懐中温泉です、
歴史シミュレーションその2
謙信が、いま再び「義によって」大軍を
動かそうとしていました。
しかし、その義は昔のそれとは違います。
足利将軍家の再興。
仏法・正法を中心とする中世的秩序、
「美しき流れ」の復権。
個人の私欲ではなく、一国の欲でもなく、
「天下に一度、筋を通す」ための軍でした。
広間の座敷に地図が広げられます。
越後 三国峠 上野・沼田 厩橋
武蔵の鉢形・松山 そして、小田原。
「まず、関東を平らぐ」
謙信はゆっくりと指で線をなぞりました。
「北条氏政を討ち、後顧の憂いなく、京へ
向かう。
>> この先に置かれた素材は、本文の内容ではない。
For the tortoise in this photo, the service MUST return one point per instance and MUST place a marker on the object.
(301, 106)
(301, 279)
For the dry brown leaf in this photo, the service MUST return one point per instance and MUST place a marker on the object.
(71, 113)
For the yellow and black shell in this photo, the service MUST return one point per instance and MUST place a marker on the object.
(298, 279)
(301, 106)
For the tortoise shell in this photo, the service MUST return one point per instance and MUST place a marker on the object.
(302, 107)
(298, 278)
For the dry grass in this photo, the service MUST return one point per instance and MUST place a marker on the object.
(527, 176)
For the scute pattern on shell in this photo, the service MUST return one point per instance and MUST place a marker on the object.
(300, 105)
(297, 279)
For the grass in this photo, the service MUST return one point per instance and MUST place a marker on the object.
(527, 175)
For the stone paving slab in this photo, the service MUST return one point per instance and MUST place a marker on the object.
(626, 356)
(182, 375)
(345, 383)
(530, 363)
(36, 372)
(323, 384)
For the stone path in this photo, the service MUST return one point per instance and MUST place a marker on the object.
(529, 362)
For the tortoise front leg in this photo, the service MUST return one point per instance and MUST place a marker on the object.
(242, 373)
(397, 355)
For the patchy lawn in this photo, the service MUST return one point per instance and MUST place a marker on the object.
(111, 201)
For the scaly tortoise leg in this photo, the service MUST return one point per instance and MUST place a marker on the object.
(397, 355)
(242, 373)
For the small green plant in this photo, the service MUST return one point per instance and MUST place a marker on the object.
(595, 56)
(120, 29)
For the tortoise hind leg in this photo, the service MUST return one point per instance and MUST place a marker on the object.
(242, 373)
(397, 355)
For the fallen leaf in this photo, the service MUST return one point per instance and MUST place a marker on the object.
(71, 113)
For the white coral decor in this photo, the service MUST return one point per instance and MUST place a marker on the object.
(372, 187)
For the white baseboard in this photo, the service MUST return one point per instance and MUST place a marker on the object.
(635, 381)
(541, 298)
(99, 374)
」
その言葉に、誰も逆らいません。
春日山に集った五万六千は、関東平定の
ための軍。
三国峠を越え、上野を貫き、武蔵を経て、
小田原を包囲する。
この時点で、関東の情勢はすでに大きく
傾きつつありました。
上野・信濃・武蔵・下野。
その各地の豪族たちは、すでに上杉の旗に
馳せ参じる素地を持っています。
下野の宇都宮・結城。
上総の里見。
常陸の佐竹。
「北条と、織田につくもよし。
上杉と、義に与するもよし」
彼らにとって、いまはそういう時期でした。
「宇都宮・結城には、すでに使者をやって
います」
側用人が報告します。
「里見・佐竹にはどうか」
「反北条の盟約、成るべく段取りにございます」
謙信は頷きました。
「よい。 戦わずして道が開けるなら、それに越した
ことはない。
ただし――」
言葉を切り、広間にいる全員を見渡します。
「いざというとき、決戦を避けぬ構えだけは、
崩してはならぬ」
ご精読ありがとうございました。